Outra novidade do artigo é a indicação de que a proteção pode chegar a 62,3% nos casos em que o período entre a primeira e a segunda vacina seja igual ou superior a 21 dias. A recomendação médica é que a segunda dose de Coronavac seja aplicada em algum momento entre o décimo quarto dia e o vigésimo oitavo dia após a primeira dose. A aplicação a partir do 21º já é defendida pelo Butantan desde janeiro.A publicação foi enviada neste domingo para revisão e divulgação na revista médica "The Lancet".

Entre 21 de julho e 16 de dezembro do ano passado, 12.396 funcionários de 16 centros de saúde no Brasil participaram da fase três dos testes. Os voluntários foram divididos em diferentes grupos. Parte recebeu uma dose, uma outra placebo e uma terceira recebeu duas doses. Entre os que receberam duas vacinas, um pequeno grupo recebeu a segunda dose depois de três semanas ou mais.

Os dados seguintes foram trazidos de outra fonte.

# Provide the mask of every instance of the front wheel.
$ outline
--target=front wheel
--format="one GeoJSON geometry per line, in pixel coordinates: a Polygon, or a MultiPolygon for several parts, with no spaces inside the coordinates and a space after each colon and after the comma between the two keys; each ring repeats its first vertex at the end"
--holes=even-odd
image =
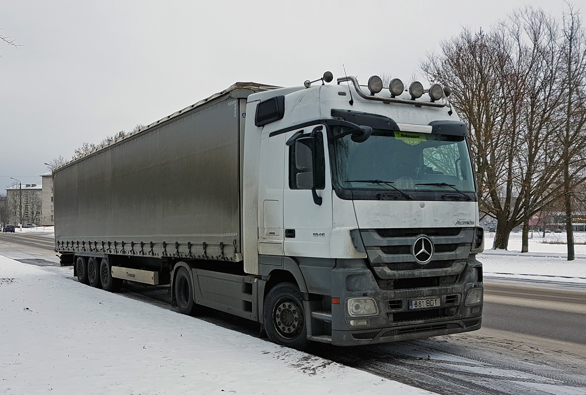
{"type": "Polygon", "coordinates": [[[108,292],[118,292],[122,287],[122,279],[112,277],[112,270],[106,258],[102,258],[100,263],[100,280],[102,288],[108,292]]]}
{"type": "Polygon", "coordinates": [[[269,291],[263,318],[267,336],[272,342],[298,350],[309,344],[303,297],[294,284],[282,283],[269,291]]]}

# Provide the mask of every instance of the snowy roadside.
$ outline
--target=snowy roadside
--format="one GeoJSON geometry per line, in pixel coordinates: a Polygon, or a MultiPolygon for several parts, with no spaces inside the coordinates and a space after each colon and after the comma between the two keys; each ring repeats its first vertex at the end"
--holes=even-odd
{"type": "MultiPolygon", "coordinates": [[[[491,247],[493,239],[487,236],[485,247],[491,247]]],[[[547,236],[550,238],[546,239],[550,241],[560,237],[557,233],[547,236]]],[[[580,232],[576,238],[582,240],[585,237],[586,233],[580,232]]],[[[522,253],[520,233],[511,233],[509,250],[485,249],[478,256],[482,262],[484,275],[586,284],[586,245],[576,245],[575,260],[568,261],[565,244],[542,243],[543,240],[536,233],[529,241],[529,252],[522,253]]]]}
{"type": "Polygon", "coordinates": [[[70,267],[0,256],[4,393],[432,393],[90,288],[72,276],[70,267]]]}

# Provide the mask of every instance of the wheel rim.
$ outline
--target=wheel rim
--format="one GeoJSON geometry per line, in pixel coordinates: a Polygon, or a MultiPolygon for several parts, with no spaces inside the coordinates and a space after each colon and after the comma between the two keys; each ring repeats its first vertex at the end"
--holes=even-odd
{"type": "Polygon", "coordinates": [[[181,303],[181,305],[186,306],[189,300],[189,284],[188,284],[187,279],[184,277],[180,278],[177,288],[179,290],[179,302],[181,303]]]}
{"type": "Polygon", "coordinates": [[[272,311],[272,321],[277,331],[285,339],[297,337],[303,327],[301,308],[291,297],[282,297],[275,304],[272,311]]]}
{"type": "Polygon", "coordinates": [[[77,277],[81,278],[81,277],[83,277],[83,275],[85,274],[86,273],[84,273],[83,272],[83,261],[82,261],[81,260],[77,260],[77,277]]]}
{"type": "Polygon", "coordinates": [[[108,265],[101,265],[101,274],[102,275],[101,276],[102,281],[104,284],[108,284],[108,280],[110,279],[110,276],[108,276],[108,274],[109,273],[108,273],[108,265]]]}
{"type": "Polygon", "coordinates": [[[96,265],[93,264],[93,262],[88,262],[87,277],[91,281],[93,281],[96,279],[96,265]]]}

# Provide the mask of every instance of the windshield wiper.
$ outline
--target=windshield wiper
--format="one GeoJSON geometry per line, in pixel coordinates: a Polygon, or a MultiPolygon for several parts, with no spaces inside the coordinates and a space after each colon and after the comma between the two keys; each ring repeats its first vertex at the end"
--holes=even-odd
{"type": "Polygon", "coordinates": [[[369,184],[376,184],[377,185],[380,185],[381,184],[384,184],[385,185],[388,185],[389,187],[390,187],[393,189],[395,190],[396,191],[397,191],[397,192],[398,192],[399,193],[400,193],[401,195],[403,195],[403,196],[404,196],[406,198],[408,199],[409,200],[413,200],[413,198],[412,198],[411,196],[410,196],[409,195],[407,195],[406,193],[405,193],[404,192],[403,192],[403,191],[401,191],[401,190],[400,190],[398,188],[397,188],[397,187],[395,187],[394,186],[393,186],[393,184],[394,183],[393,183],[392,181],[382,181],[381,180],[347,180],[346,181],[345,181],[344,182],[345,183],[369,183],[369,184]]]}
{"type": "Polygon", "coordinates": [[[456,188],[455,186],[448,184],[447,183],[425,183],[423,184],[415,184],[415,185],[425,185],[425,186],[431,186],[434,187],[449,187],[454,191],[455,191],[456,192],[458,193],[459,194],[465,197],[469,201],[472,201],[473,200],[473,199],[471,197],[465,194],[460,190],[456,188]]]}

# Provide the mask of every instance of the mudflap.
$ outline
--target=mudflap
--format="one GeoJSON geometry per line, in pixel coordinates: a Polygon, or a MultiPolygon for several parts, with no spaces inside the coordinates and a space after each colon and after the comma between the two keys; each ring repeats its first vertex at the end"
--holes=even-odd
{"type": "MultiPolygon", "coordinates": [[[[57,255],[59,257],[59,263],[62,266],[73,266],[73,271],[75,272],[75,265],[73,265],[75,262],[75,256],[73,253],[65,253],[61,254],[61,256],[57,255]]],[[[77,276],[77,273],[74,273],[74,276],[77,276]]]]}

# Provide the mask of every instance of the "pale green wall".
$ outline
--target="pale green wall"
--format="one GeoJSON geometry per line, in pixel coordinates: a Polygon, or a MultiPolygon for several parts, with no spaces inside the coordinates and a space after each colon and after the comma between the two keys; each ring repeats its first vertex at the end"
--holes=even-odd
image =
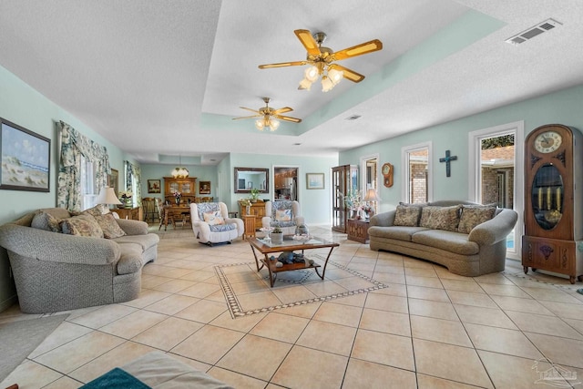
{"type": "MultiPolygon", "coordinates": [[[[565,89],[540,97],[510,104],[500,108],[427,128],[401,137],[392,138],[340,153],[340,164],[360,164],[360,159],[373,153],[380,154],[379,163],[394,165],[394,185],[380,185],[381,210],[394,209],[404,200],[402,194],[401,148],[422,142],[433,142],[432,173],[434,200],[466,200],[468,197],[468,133],[502,124],[524,120],[525,137],[545,124],[564,124],[583,130],[583,86],[565,89]],[[445,164],[439,159],[451,150],[457,160],[451,162],[451,177],[445,177],[445,164]]],[[[524,147],[524,139],[517,139],[524,147]]]]}
{"type": "MultiPolygon", "coordinates": [[[[123,160],[133,159],[77,118],[30,87],[5,68],[0,67],[0,117],[51,139],[50,192],[0,190],[0,224],[14,220],[39,208],[56,204],[58,174],[58,140],[55,123],[63,120],[91,139],[107,148],[113,169],[119,170],[122,186],[123,160]]],[[[14,282],[8,269],[8,257],[0,250],[0,312],[15,302],[14,282]]]]}

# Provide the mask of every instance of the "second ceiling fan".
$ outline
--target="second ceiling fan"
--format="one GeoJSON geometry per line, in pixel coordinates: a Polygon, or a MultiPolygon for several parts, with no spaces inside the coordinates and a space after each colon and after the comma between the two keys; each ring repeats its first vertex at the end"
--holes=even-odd
{"type": "Polygon", "coordinates": [[[266,128],[271,129],[271,131],[275,131],[280,127],[280,122],[277,120],[278,118],[293,123],[300,123],[302,121],[301,118],[281,115],[283,113],[292,111],[292,108],[289,107],[283,107],[282,108],[273,109],[270,107],[270,101],[271,100],[270,97],[263,97],[262,99],[265,102],[265,107],[259,109],[251,109],[246,107],[240,107],[240,108],[241,109],[247,109],[248,111],[255,112],[255,115],[233,118],[233,120],[238,120],[240,118],[261,118],[255,120],[255,127],[261,131],[262,131],[266,128]]]}
{"type": "Polygon", "coordinates": [[[373,53],[383,48],[383,43],[378,39],[373,39],[343,50],[333,52],[329,47],[324,47],[322,44],[326,39],[326,34],[315,33],[313,36],[309,30],[293,31],[307,50],[306,59],[303,61],[281,62],[277,64],[260,65],[260,69],[269,69],[271,67],[297,67],[311,65],[304,72],[304,78],[300,81],[298,89],[310,89],[312,84],[322,76],[322,90],[327,92],[331,90],[340,80],[344,77],[353,82],[361,82],[364,76],[354,70],[349,69],[335,61],[373,53]]]}

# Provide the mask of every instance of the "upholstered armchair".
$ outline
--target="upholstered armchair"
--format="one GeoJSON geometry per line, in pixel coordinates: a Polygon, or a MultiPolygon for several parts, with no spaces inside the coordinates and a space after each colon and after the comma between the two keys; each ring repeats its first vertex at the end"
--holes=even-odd
{"type": "Polygon", "coordinates": [[[293,235],[295,228],[304,223],[300,216],[300,203],[298,201],[267,201],[265,203],[265,216],[261,219],[264,228],[279,226],[284,235],[293,235]]]}
{"type": "Polygon", "coordinates": [[[194,236],[199,243],[230,243],[243,235],[243,220],[230,218],[224,202],[190,203],[190,221],[194,236]]]}

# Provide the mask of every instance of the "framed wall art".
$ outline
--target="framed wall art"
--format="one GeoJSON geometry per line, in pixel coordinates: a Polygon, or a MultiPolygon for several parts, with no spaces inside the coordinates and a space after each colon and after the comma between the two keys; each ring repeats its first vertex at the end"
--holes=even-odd
{"type": "Polygon", "coordinates": [[[210,194],[210,181],[199,181],[199,193],[210,194]]]}
{"type": "Polygon", "coordinates": [[[159,179],[148,180],[148,193],[160,193],[161,190],[162,184],[159,179]]]}
{"type": "Polygon", "coordinates": [[[51,140],[0,118],[0,189],[50,191],[51,140]]]}
{"type": "Polygon", "coordinates": [[[323,189],[324,173],[306,173],[306,189],[323,189]]]}
{"type": "Polygon", "coordinates": [[[119,172],[115,169],[111,169],[111,174],[107,175],[107,186],[113,188],[113,191],[116,192],[116,196],[119,197],[119,184],[118,179],[119,178],[119,172]]]}

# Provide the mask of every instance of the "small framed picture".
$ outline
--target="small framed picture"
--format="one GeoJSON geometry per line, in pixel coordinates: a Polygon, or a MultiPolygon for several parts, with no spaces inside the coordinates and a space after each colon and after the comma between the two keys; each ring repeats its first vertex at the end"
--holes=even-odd
{"type": "Polygon", "coordinates": [[[161,183],[159,179],[148,180],[148,193],[160,193],[161,183]]]}
{"type": "Polygon", "coordinates": [[[323,189],[324,173],[306,173],[306,189],[323,189]]]}
{"type": "Polygon", "coordinates": [[[48,192],[51,141],[0,118],[0,189],[48,192]]]}
{"type": "Polygon", "coordinates": [[[199,182],[199,193],[210,194],[210,181],[199,182]]]}

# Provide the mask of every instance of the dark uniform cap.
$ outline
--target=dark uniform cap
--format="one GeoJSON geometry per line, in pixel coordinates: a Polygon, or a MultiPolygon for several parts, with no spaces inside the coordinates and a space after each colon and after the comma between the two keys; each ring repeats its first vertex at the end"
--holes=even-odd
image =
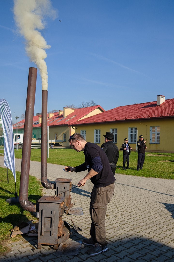
{"type": "Polygon", "coordinates": [[[107,132],[105,135],[104,135],[103,136],[106,137],[106,138],[108,139],[110,139],[111,140],[113,140],[113,133],[111,133],[110,132],[107,132]]]}

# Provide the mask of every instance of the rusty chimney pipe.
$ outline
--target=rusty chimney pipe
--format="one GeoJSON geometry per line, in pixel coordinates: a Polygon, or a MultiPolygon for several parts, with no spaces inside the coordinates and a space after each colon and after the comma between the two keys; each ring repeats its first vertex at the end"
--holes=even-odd
{"type": "Polygon", "coordinates": [[[19,196],[22,207],[31,212],[36,211],[36,205],[30,202],[28,197],[37,71],[34,67],[29,69],[19,196]]]}
{"type": "Polygon", "coordinates": [[[41,182],[47,189],[55,188],[53,184],[49,183],[47,180],[46,165],[47,149],[47,107],[48,91],[42,91],[42,123],[41,127],[41,182]]]}

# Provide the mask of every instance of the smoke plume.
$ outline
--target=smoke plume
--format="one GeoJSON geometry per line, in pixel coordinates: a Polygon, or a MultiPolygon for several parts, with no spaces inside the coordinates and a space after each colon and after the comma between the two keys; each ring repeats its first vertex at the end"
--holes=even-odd
{"type": "Polygon", "coordinates": [[[42,90],[48,89],[48,72],[45,50],[50,48],[39,31],[45,28],[46,16],[53,19],[56,13],[50,0],[14,0],[15,20],[26,40],[26,50],[31,61],[37,65],[42,79],[42,90]]]}

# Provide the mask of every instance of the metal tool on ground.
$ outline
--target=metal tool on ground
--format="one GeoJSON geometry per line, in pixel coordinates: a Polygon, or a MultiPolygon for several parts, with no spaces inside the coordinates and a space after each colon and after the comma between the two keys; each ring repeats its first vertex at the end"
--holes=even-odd
{"type": "Polygon", "coordinates": [[[77,227],[74,224],[74,222],[73,220],[73,219],[71,218],[71,219],[73,224],[73,225],[74,226],[74,228],[75,229],[76,231],[77,231],[77,232],[80,232],[80,231],[82,231],[82,230],[81,229],[81,228],[80,228],[79,227],[77,227]]]}

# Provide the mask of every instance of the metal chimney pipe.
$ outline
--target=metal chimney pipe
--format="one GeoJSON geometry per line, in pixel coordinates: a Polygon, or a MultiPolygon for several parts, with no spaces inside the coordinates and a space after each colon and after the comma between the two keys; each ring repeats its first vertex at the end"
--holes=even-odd
{"type": "Polygon", "coordinates": [[[47,108],[48,91],[42,91],[42,122],[41,126],[41,182],[47,189],[55,188],[53,184],[49,183],[47,180],[46,165],[47,149],[47,108]]]}
{"type": "Polygon", "coordinates": [[[30,202],[28,197],[37,71],[34,67],[29,69],[19,196],[22,207],[31,212],[36,211],[36,205],[30,202]]]}

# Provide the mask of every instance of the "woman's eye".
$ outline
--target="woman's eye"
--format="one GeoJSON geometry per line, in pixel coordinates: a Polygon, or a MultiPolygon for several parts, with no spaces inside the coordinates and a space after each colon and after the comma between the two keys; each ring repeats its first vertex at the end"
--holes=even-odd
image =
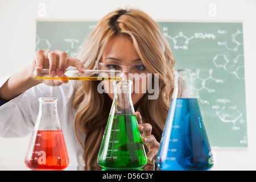
{"type": "Polygon", "coordinates": [[[108,69],[119,69],[119,66],[118,65],[114,64],[109,64],[107,65],[107,67],[108,69]]]}
{"type": "Polygon", "coordinates": [[[143,64],[138,64],[134,68],[138,71],[144,71],[146,70],[146,67],[143,64]]]}

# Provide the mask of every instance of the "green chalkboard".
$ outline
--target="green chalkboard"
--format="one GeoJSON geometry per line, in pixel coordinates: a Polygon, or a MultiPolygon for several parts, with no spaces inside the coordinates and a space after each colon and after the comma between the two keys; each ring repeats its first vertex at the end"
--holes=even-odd
{"type": "MultiPolygon", "coordinates": [[[[75,57],[97,22],[37,21],[36,49],[75,57]]],[[[195,86],[212,147],[247,146],[241,22],[157,22],[175,68],[194,69],[195,86]]]]}

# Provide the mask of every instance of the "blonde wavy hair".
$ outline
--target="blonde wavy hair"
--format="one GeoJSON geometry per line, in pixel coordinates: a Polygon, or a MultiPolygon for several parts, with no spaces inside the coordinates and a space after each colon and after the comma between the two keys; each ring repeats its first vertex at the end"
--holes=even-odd
{"type": "MultiPolygon", "coordinates": [[[[166,39],[156,23],[138,9],[117,9],[97,24],[78,56],[86,69],[95,69],[103,51],[114,36],[132,40],[141,60],[151,73],[159,73],[159,97],[148,100],[148,93],[134,105],[143,122],[152,126],[153,134],[160,142],[174,90],[175,60],[166,39]]],[[[154,82],[154,77],[152,78],[154,82]]],[[[109,117],[112,100],[97,92],[98,81],[84,81],[76,90],[73,106],[77,130],[85,134],[84,160],[86,166],[97,165],[97,158],[109,117]]],[[[154,82],[152,84],[154,85],[154,82]]]]}

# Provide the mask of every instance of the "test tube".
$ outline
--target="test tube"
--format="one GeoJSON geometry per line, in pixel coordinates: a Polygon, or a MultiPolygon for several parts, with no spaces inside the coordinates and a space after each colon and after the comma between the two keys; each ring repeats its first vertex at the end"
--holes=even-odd
{"type": "Polygon", "coordinates": [[[34,76],[39,80],[94,80],[115,81],[121,80],[121,71],[85,69],[84,73],[77,69],[67,69],[63,77],[52,77],[49,73],[49,69],[35,71],[34,76]]]}

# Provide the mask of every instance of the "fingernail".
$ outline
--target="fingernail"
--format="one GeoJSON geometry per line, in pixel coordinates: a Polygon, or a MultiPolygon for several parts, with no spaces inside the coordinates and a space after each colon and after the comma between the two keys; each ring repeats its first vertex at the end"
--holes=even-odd
{"type": "Polygon", "coordinates": [[[147,137],[143,137],[143,138],[142,138],[142,140],[143,140],[143,142],[147,142],[148,140],[148,139],[147,137]]]}
{"type": "Polygon", "coordinates": [[[55,76],[55,71],[54,70],[52,71],[52,73],[51,74],[52,77],[55,76]]]}
{"type": "Polygon", "coordinates": [[[41,69],[41,67],[40,67],[40,66],[37,66],[36,68],[36,69],[37,71],[39,71],[39,70],[40,69],[41,69]]]}
{"type": "Polygon", "coordinates": [[[59,76],[59,77],[62,77],[62,76],[63,76],[63,71],[60,71],[59,72],[58,76],[59,76]]]}

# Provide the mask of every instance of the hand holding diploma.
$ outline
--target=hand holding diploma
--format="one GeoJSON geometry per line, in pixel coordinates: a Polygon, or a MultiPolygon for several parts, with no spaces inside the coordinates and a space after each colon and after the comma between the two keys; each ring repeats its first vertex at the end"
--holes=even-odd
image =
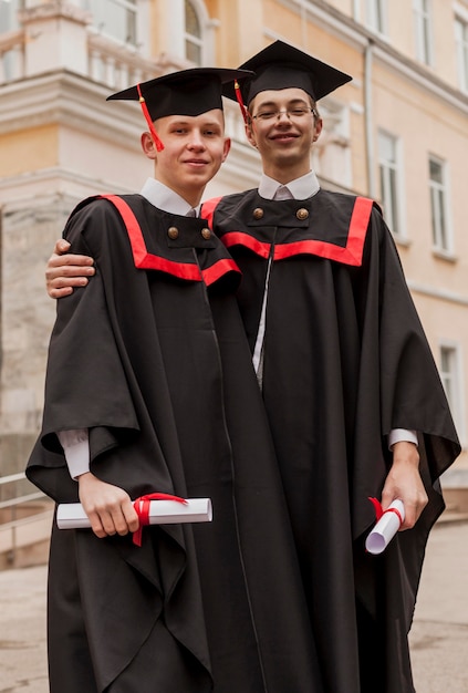
{"type": "Polygon", "coordinates": [[[377,524],[367,536],[365,548],[370,554],[382,554],[398,531],[405,519],[405,507],[402,500],[394,500],[386,510],[382,510],[382,506],[376,498],[370,498],[374,504],[377,524]]]}
{"type": "MultiPolygon", "coordinates": [[[[178,498],[166,494],[149,494],[134,501],[139,517],[139,529],[134,534],[138,546],[142,528],[145,525],[174,525],[177,523],[210,523],[212,506],[210,498],[178,498]]],[[[91,527],[90,519],[81,503],[61,503],[56,509],[59,529],[82,529],[91,527]]]]}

O Butantan afirma que o estudo mostra que a Coronavac se revelou eficaz na proteção contra as variantes P1 e P2 do vírus Sars-Cov-2, por se tratar de uma vacina feita a partir do vírus inativado.

“Esse estudo corrobora o que já havíamos anunciado há cerca de três meses e nos dão ainda mais segurança sobre a efetiva proteção que a vacina do Butantan proporciona. Não resta nenhuma sombra de dúvida sobre a qualidade do imunizante”, afirma por meio de nota Dimas Covas, que é presidente do Instituto Butantan.

Desde 17 de janeiro o governo de São Paulo já distribuiu 38,2 milhões de doses da vacina. Até 30 de agosto, o volume prometido é de 100 milhões de vacinas.

O artigo ainda não é oficial, já que está em fase de pré-prints, e será revisado antes da publicação. O imunizante foi desenvolvido pelo laboratório chinês Sinovac e produzido no Brasil pelo Instituto Butantan.Os dados são do ensaio clínico de fase 3 da vacina Coronavac e foram divulgados na tarde deste domingo, quando coincidentemente o governo paulista e o Butantan aplicaram a última dose que marcou o encerraramento da vacinação em massa  na cidade de Serrana, no interior de São Paulo.

O município sedia desde fevereiro um projeto pioneiro do Instituto Butantan para testar os efeitos da imunização em massa na população com mais de 18 anos. O chamado Projeto S foi concluído e 27.160 receberam as duas doses da CoronaVac e terminou com aproxidamente 98% do público-alvo imunizado.

De acordo com o Butantan, entre os 30 mil moradores aptos para serem imunizados, 28.380  se cadastraram, o equivalente a 62,18% dos 45.644 habitantes de Serrana. Considerando as abstenções, a vacinação em massa imunizou 59,51% dos moradores.

A cidade já vive uma onda de esperança por ver seu sistema de saúde menos pressionado nas últimas semanas, embora os pesquisadores do Butantan adotem cautela sobre o impacto da vacinação nas internações.

De acordo com os dados apresentados pelo Butantan, de 54.872 pessoas vacinadas na cidade, houve seis óbitos pela Covid-19. No entanto, cinco pessoas tomaram apenas uma única dose. Houve apenas um caso de uma pessoa que recebeu a segunda dose. Ainda assim, o óbito ocorreu dois dias depois da segunda dose.

Em solenidade neste domingo no município, Ricardo Palácios, diretor de ensaios clínicos do Butantan, ressaltou que o imunizante não apresenta resultados relevantes em quem tomar apenas a primeira dose. Ele lembrou ainda que a imunidade coletiva é esperada 2 semanas após a última vacina aplicada.

-Não se pode abaixar a guarda por completo por estar vacinado. Embora a vacina tenha eficácia para casos mais graves, não é absoluta, mas para quem tomar as duas doses. Não apresenta eficácia relevante na primeira dose - afirma Palácios.

O cientista também avalia que o estudo de Serrana será importante para observar a proteção da vacina para a cepa P1, com procedência de Manaus, e que já responde por mais de 60% dos casos de infecções na capital paulista.

"O estudo coincide com a aparição da variante P.1, que é a causadora da explosão de casos no país. O estudo vai conseguir avaliar como a vacina responde na vida real em relação à variante. Serrana vai ser a prova de fogo para sabermos se conseguimos controlar estes casos", diz Palácios.